Féministe revendiquée, elle a été l'une des fondatrices du mouvement Time's Up créé par des centaines de femmes influentes d'Hollywood pour lutter contre le harcèlement et les agressions sexuelles au travail.

«Demoiselle en détresse»

Alex Garland, qui avait déjà écrit le thriller apocalyptique 28 jours plus tard de Danny Boyle, a ici adapté à l'écran la série de romans acclamés de Jeff VanderMeer, Southern Reach Trilogy.

Le réalisateur suit le groupe de scientifiques découvrant un monde à la beauté éthérée et aux dangers mortels, avec des paysages mutants où des créatures menacent de leur faire perdre la raison.

L'histoire se situe dans les marais de Floride, recréés pour le tournage en Angleterre en utilisant Windsor Great Park, jadis un terrain de chasse privé pour la famille royale.

Les compagnes de Natalie Portman sont incarnées par Jennifer Jason Leigh (JF partagerait appartement, Les huit salopards), Gina Rodriguez (Jane The Virgin, Ferdinand), Tessa Thompson (Creed: l'héritage de Rocky Balboa, Selma) et Tuva Novotny (Mange, prie, aime).

Le mari de Natalie Portman est joué dans Annihilation par Oscar Isaac, 38 ans, qui tenait l'un des principaux rôles d'Ex Machina. Il est depuis l'un des acteurs les plus en vue à Hollywood en partie grâce à son rôle dans la dernière trilogie Star Wars, mais il est réduit ici à rester inconscient dans un lit d'hôpital pendant la plupart du film.

Il a plaisanté que «d'habitude, un groupe de mecs vont quelque part et ils (sauvent) le seul personnage féminin, et ici c'est le contraire, c'est moi qui joue la demoiselle en détresse, c'était bien».

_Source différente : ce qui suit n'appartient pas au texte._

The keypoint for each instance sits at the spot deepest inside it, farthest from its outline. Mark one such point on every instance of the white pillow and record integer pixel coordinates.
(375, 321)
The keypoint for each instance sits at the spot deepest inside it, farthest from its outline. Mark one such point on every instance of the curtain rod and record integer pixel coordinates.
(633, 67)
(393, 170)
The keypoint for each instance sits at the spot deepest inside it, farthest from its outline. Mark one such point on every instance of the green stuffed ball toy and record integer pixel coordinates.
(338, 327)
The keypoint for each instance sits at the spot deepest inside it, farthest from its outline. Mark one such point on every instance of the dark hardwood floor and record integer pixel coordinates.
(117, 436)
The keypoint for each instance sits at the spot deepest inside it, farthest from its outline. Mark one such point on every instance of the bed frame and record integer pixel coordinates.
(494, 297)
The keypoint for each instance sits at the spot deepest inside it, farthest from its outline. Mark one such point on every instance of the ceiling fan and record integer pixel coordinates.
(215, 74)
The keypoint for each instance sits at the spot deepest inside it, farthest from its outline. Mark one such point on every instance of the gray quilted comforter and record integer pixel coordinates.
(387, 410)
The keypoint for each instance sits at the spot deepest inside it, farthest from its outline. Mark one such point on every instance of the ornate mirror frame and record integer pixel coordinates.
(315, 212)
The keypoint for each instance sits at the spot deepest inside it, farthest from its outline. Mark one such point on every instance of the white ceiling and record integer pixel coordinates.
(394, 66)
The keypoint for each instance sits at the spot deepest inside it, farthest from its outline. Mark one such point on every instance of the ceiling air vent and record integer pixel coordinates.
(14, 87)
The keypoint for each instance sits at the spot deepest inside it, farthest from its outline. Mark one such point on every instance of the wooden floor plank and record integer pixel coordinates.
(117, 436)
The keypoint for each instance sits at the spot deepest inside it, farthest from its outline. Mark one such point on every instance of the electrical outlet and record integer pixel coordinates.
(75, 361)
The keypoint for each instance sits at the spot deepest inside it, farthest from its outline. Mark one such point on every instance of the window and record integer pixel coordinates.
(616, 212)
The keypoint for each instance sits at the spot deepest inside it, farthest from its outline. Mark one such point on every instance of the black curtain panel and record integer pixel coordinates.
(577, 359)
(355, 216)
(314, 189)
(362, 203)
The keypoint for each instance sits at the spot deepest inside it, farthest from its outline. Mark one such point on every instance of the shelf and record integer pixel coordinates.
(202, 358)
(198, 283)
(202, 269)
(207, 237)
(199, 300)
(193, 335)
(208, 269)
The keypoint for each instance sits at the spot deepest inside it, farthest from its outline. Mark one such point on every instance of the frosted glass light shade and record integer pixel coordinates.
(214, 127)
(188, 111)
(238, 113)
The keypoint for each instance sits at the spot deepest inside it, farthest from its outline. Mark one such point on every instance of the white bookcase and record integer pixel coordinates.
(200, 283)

Tessa Thompson, 34 ans, a fait remarquer que les trois films aux plus grosses recettes d'Amérique du Nord l'an dernier avaient une femme comme personnage principal: Star Wars: Les derniers Jedi, La belle et la bête, et Wonder Woman.

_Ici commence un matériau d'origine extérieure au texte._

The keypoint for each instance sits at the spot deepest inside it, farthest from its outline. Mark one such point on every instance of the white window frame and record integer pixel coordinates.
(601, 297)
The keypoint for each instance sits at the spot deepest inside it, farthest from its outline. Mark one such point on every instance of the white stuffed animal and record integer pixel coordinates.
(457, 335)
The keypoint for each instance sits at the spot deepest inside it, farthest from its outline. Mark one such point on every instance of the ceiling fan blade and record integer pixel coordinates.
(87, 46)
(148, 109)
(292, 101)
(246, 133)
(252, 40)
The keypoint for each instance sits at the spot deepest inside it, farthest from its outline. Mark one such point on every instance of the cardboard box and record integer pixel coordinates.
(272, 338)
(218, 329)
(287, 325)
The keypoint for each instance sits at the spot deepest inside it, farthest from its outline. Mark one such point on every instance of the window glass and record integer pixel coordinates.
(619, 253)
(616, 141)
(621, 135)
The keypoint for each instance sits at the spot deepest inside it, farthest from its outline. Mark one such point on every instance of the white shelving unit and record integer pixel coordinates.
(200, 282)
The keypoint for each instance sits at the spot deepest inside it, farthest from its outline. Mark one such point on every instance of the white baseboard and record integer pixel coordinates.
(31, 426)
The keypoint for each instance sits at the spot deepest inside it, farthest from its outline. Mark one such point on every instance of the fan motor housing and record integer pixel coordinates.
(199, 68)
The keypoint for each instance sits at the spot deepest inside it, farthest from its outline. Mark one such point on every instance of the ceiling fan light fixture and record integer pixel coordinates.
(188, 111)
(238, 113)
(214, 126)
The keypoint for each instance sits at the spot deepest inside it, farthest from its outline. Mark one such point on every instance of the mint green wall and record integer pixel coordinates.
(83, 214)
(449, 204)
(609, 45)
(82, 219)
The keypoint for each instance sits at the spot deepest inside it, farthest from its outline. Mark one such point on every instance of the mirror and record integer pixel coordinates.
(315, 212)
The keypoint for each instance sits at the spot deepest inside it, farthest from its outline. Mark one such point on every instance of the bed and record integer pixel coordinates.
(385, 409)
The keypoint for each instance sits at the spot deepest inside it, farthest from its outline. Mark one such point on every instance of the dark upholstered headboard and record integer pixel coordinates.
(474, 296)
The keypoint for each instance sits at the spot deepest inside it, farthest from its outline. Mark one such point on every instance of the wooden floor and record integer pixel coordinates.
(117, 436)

Même avec une affiche essentiellement féminine, dont des actrices hispanique et noire, Annihilation n'est toutefois pas exempt de polémiques dans une industrie du cinéma montrée du doigt pour son conservatisme et ses discriminations persistantes sous couvert de discours progressistes.

Le film a été accusé d'avoir «blanchi» certains personnages car les rôles de Natalie Portman et Jennifer Jason Leigh étaient à l'origine écrits pour des femmes asiatique et amérindienne.

Il sort aux États-Unis le 23 février mais le studio Paramount, après des tests qui ont décrit le film comme «trop intellectuel», a vendu les droits internationaux à Netflix, sauf pour la Chine et le Canada, présageant un échec en salles.

Les premières critiques sont pourtant enthousiastes: «c'est le genre de science-fiction que nous avons toujours envie de voir» a tweeté Ben Pearson, du site Slash Film: «audacieuse, complexe, singulière, visuellement éblouissante».